In explaining Perkins Coie’s attractiveness to lateral candidates, firm leaders point to its high morale and commitment to lateral integration. Part of the esprit de corps stems from the firm’s focus on a collegial work environment. Fortune Magazine, which has recognized Perkins Coie on its "100 Best Companies to Work For" list for the past 11 years, has highlighted the firm’s party-throwing "happiness committees." Yale Law Women has selected the firm as a 2012 Top Ten Family Friendly Firm on the basis of its family-friendly policies. According to partners, the firm’s high morale is also based on an all-hands-on-deck approach to firm management. A majority of Perkins Coie’s 10 national practice groups are headed by lateral additions, and more than half of the partners on the executive committee hail from outside of Seattle. While the executive committee sets firm policy, power is fairly diffuse, with a long list of committees overseeing the firm. "We pride ourselves on having a welcoming culture," says Neebling, "a transparent culture, a culture that is tolerant of diverse opinions."

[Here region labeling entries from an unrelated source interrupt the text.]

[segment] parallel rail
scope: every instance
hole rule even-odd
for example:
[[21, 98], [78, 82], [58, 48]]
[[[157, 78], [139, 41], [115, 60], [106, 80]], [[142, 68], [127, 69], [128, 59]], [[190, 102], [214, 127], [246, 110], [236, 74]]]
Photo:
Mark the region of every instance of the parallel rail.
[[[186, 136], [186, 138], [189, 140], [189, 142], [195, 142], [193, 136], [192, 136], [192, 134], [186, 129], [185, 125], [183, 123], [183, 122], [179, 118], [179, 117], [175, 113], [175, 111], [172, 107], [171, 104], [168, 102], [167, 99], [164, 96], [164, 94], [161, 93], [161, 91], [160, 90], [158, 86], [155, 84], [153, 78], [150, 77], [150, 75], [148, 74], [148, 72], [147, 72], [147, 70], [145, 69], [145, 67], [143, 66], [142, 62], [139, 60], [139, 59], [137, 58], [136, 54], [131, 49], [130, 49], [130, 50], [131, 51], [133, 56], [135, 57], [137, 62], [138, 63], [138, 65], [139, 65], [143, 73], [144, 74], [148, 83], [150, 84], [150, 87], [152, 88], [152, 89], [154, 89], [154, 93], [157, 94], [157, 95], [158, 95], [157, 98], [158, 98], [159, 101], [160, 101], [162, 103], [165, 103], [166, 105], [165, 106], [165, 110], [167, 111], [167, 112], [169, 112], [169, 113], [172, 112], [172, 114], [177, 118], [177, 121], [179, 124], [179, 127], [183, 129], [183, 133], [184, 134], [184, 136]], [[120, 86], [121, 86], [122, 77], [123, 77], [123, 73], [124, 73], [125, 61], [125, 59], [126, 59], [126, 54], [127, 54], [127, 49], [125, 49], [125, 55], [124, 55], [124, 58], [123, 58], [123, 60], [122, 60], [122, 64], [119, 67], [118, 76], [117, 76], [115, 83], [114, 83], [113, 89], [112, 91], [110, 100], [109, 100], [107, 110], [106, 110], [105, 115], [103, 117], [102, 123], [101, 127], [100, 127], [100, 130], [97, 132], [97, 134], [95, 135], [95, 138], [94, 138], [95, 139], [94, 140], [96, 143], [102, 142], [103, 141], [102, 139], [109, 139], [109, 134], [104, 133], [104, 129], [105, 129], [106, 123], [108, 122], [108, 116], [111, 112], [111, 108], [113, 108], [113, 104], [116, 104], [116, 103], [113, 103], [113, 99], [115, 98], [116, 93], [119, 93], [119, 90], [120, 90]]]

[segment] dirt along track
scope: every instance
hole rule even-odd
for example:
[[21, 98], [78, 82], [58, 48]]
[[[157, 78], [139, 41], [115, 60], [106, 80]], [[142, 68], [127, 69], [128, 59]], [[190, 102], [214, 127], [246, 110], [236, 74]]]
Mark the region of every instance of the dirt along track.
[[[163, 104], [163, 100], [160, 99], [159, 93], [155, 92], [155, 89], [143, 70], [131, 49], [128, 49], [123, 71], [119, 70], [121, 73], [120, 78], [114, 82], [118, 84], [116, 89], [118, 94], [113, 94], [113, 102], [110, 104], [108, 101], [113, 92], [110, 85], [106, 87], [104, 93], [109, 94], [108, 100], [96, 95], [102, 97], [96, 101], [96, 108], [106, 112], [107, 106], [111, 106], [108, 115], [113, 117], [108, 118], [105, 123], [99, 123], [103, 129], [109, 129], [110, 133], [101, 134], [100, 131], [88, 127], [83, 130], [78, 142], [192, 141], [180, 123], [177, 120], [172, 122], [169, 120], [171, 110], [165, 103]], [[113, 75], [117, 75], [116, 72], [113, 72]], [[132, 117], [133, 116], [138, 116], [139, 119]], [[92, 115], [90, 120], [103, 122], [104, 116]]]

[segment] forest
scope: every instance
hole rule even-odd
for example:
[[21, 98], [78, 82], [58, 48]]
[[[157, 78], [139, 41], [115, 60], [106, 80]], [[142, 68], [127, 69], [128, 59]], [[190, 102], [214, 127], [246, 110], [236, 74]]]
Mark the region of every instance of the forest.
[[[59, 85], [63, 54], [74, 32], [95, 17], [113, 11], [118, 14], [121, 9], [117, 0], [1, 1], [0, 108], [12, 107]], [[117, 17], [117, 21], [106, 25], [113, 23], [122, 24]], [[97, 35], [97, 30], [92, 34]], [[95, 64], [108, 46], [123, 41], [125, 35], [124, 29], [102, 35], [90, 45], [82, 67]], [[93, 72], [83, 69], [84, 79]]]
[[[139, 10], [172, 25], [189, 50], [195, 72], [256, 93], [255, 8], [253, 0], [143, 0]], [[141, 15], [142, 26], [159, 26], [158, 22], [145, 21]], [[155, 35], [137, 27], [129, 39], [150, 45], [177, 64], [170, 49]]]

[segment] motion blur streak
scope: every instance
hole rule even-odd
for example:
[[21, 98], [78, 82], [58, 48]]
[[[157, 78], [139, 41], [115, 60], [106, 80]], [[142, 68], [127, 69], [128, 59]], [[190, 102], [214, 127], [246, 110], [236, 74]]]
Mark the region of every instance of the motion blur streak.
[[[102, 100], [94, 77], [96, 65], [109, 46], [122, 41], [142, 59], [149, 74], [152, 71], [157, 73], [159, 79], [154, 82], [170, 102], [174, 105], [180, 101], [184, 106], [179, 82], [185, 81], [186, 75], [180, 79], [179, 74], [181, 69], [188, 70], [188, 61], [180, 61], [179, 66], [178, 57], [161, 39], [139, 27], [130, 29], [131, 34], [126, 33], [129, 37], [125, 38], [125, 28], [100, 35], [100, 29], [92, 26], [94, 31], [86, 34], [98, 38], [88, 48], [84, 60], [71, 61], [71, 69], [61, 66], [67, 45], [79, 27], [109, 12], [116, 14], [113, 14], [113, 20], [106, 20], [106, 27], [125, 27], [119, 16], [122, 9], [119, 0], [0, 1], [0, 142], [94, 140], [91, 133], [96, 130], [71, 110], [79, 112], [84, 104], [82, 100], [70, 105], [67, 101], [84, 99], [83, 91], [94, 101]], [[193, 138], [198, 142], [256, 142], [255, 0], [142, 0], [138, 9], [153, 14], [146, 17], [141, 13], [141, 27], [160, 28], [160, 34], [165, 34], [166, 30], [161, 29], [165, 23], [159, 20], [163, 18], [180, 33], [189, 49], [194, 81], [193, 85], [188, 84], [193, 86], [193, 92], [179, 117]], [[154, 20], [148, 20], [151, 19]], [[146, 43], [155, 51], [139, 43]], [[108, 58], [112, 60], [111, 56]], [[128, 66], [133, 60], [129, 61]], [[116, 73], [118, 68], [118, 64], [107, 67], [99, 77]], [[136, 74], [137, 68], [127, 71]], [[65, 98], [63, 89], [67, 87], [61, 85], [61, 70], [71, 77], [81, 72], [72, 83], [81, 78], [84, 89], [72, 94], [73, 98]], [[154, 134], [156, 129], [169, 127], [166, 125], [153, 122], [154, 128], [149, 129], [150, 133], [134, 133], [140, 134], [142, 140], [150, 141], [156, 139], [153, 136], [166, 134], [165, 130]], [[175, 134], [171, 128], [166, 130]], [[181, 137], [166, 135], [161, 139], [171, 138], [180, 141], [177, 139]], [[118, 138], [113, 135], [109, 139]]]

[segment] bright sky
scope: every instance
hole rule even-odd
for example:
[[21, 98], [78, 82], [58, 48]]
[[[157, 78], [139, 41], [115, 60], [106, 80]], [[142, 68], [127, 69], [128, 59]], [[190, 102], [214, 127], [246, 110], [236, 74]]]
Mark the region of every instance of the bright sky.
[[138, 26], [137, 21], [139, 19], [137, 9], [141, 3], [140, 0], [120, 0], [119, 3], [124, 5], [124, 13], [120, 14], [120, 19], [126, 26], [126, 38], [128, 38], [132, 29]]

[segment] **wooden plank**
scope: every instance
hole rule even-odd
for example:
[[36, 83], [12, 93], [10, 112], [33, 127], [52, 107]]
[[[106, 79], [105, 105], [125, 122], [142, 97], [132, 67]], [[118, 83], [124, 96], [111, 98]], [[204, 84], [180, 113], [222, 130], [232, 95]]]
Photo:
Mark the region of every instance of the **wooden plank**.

More concretely, firm leaders also highlight Perkins Coie’s improved financial performance. (An added bonus has been the firm’s lack of debt, and overall conservative financial management.) "We knew that we needed to get our income numbers up," says Giles, referring to the firm’s thinking in the lead-up to the 2005 strategic plan. In 2005 Perkins Coie’s RPL was $575,000 and its PPP was $610,000, which ranked it 81 and 85, respectively, among the 100 top-grossing U.S. law firms as ranked by The American Lawyer. For fiscal year 2012 the firm’s RPL rank is 66 and its PPP rank is 67.

Several years ago, Giles says, "we had trouble getting lateral partners interested in talking to us because we weren’t going to be competitive with offers from other firms they were considering." The firm’s early lateral success itself became part of the solution to this problem, because as the percentage of its attorneys in higher-billing-rate cities like Chicago, Silicon Valley, and Washington, D.C., increased, its profits and RPL steadily improved, says Giles.

Perkins Coie’s compensation structure is also appealing to many laterals. There are two key aspects: a bonus pool—which in recent years constitutes more than a third of the firm’s net income—and a four-tier partnership. The firm views bonuses, which are set by the 18-member compensation committee and have ranged between $2,500 and $2.7 million, as the great equalizers. The comparatively large bonus pool provides Perkins Coie with the flexibility to quickly and appropriately compensate partners for their contributions, says Giles. The ratio between the highest-paid equity partner and the lowest-paid nonequity partner can reach 23:1.

Perkins Coie’s multitiered partnership structure is also set up to be flexible. Partners in the two lower-level tiers have either 100 percent or 80 percent of their compensation guaranteed. Partners in the two higher tiers have none of their compensation guaranteed. Since 2005, the equity tier has risen a little under 9 percent, to 165, while over the same period the nonequity tier increased around 73 percent, to 240. The practical result is that currently 59 percent of the 405 partners fall into The American Lawyer’s nonequity classification for fiscal year 2012. Perkins Coie’s somewhat elaborate partnership structure also allows it to bring on board partners in practices that have faced rate pressures, such as labor and employment and land use. "Some firms have made a conscious decision to get out of some practices, but we want to be able to provide a full range of services," says Giles, who will end what will be a 28-year tenure as managing partner when his current four-year term expires at the end of 2014.

After essentially a decade of both geographic and practice expansion, Perkins Coie can forthrightly assert that it stacks up nicely when measured against those four bulleted criteria Giles outlined on that patio in Montecito. The firm that less than a decade ago essentially viewed the world from its Seattle offices as a place to lose yourself now sees the value of a broader perspective.